Замок меченосцев стоял на обрывистом берегу реки Гауи. Камень, из которого совсем недавно возвели стены и башни, еще не потемнел от дождя и дыма.

Подъехали к заполненному мутной водой рву. Комтур несколько раз протрубил в боевой рог, подавая находившимся в замке условный сигнал, и через широкий ров с грохотом лег подъемный мост.

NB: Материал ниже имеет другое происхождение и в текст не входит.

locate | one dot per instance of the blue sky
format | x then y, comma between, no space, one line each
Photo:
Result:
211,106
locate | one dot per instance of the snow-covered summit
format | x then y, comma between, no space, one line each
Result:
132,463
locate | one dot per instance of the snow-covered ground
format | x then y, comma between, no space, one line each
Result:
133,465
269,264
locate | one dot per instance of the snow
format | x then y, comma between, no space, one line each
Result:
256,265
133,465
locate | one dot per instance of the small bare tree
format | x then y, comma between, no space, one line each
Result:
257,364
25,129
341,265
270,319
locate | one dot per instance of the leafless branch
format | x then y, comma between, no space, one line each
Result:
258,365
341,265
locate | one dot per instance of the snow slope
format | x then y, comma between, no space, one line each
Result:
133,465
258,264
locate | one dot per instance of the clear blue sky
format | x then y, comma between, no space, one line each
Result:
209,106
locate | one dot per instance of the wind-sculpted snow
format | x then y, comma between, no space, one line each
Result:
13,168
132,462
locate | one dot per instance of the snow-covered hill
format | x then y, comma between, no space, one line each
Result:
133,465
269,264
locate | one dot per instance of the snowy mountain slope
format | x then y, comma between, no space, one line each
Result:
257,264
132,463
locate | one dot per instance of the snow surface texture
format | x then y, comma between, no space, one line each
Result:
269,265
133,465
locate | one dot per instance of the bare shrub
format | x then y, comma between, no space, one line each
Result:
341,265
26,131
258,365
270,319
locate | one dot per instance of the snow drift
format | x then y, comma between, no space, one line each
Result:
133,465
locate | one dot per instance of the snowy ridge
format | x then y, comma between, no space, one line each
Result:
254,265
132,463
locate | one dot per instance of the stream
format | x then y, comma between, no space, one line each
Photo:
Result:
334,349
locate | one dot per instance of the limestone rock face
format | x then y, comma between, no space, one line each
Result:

Замок был застроен тесно, с узкими улочками, с небольшим, утоптанным копытами внутренним двориком, где размещались казарма братьев-рыцарей и орденская капелла.

Юноша-оруженосец придержал стремя, когда комтур соскочил с коня, взял у него копье и щит. Генрих и Алебранд, оставив обоз и всю свою охрану, пошли вслед за комтуром. «Тесно живут рыцари, – думал по дороге Генрих. – Не замок, а гнездо – сокола или коршуна».

Они видели, как учатся меченосцы рукопашному бою – разделившись на десятки, рыцари, вооруженные мечами и копьями, атаковали друг друга. Звон мечей, крики сливались с ржанием лошадей и отрывистыми командами седого рыцаря в черном плаще, стоявшего на специально построенном помосте и оттуда внимательно следившего за действиями воинов. Правда, на наконечники копий, как заметил Генрих, были надеты небольшие деревянные шары.